2012 New Zealand Annual Coin: Fairy Tern
For many animals, life on planet Earth is a daily struggle for survival - and for some, population numbers are so low that they're in danger of disappearing altogether. Such is the story of the New Zealand fairy tern, a tiny, critically endangered bird that's the subject of this very special $5 coin.
Produced by New Zealand Post just once a year, the $5 coin is dedicated to highlighting the plight of New Zealand’s endangered animals. The 2012 coin is a finely crafted work of art that’s available both on its own and as the splendid centrepiece to a complete set of New Zealand currency coins.
The ‘hero’ of the collection is the New Zealand fairy tern (Sternanereis davisae; ‘tara-iti’ in Māori). This compact creature, which as an adult is only 20 centimetres long and a mere 70 grams in weight, is our rarest and most critically threatened bird. Once found around the coast of the North and eastern South Islands, it’s now confined to the lower half of the Northland Peninsula, with just 43 individuals, including 12 breeding pairs, remaining.
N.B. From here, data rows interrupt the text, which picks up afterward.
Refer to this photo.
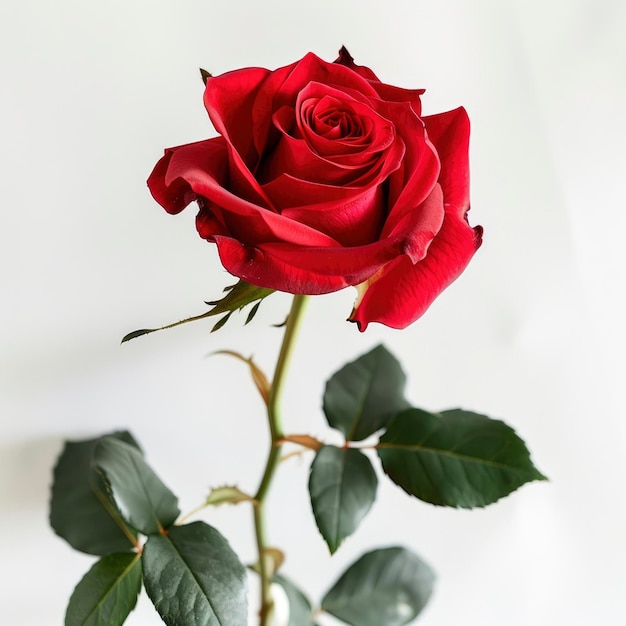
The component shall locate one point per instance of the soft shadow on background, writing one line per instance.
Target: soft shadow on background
(532, 333)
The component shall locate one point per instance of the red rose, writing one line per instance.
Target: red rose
(324, 177)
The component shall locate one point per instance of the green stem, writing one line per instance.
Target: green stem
(276, 432)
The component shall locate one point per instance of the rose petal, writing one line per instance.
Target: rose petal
(449, 132)
(418, 173)
(384, 91)
(306, 270)
(283, 85)
(402, 292)
(199, 170)
(228, 100)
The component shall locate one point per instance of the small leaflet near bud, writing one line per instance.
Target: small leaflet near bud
(205, 75)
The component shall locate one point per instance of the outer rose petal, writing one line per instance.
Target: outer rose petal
(402, 292)
(449, 132)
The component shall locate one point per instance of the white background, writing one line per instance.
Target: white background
(533, 332)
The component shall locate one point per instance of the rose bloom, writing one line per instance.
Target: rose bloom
(323, 177)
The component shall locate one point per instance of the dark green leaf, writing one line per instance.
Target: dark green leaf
(142, 499)
(253, 312)
(342, 485)
(237, 297)
(107, 593)
(300, 609)
(81, 510)
(387, 587)
(455, 458)
(365, 395)
(193, 577)
(220, 322)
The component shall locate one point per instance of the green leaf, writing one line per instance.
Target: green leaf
(107, 593)
(239, 295)
(365, 395)
(142, 499)
(300, 609)
(455, 458)
(81, 511)
(386, 587)
(342, 485)
(193, 577)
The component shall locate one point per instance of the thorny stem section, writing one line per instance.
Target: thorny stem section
(273, 459)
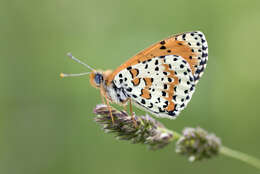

Sustained mainly by a diet of small fish gathered from shallow estuaries, New Zealand fairy terns make their nests on exposed, low-lying areas of shell-covered sand. Today, the birds’ habitat is in increasingly short supply due to development, predators and extreme weather.
In 1983 the New Zealand fairy terns were on the verge of extinction. The then New Zealand Wildlife Service leapt into action by fencing off nesting sites and appointing wardens to monitor the delicate situation. Eight years later – and after a satisfying turnaround in the tern population – the New Zealand Fairy Tern Recovery Programme was established. Its aims are clear: to prevent the extinction of the New Zealand species; to increase the breeding population by 25 per cent by 2015; to improve the tern’s conservation status from Category A (endangered) to Category B (threatened); and to expand its breeding range beyond the existing area.
The future for the New Zealand fairy tern is now looking bright. Thanks to the Department of Conservation and a committed team of volunteers, six to nine pairs are breeding each season. Hopes are high that, with luck and good management, the New Zealand fairy tern will maintain its hold in this beautiful land we share.
Celebrating a decade of distinction
All the coins in this annual issue are New Zealand legal tender, and for the first time the $5 coin features the scientific name of the featured species. Minted by the Royal Dutch Mint, they are available in strictly limited quantities, assuring all who acquire them of their quality, prestige and collectable value.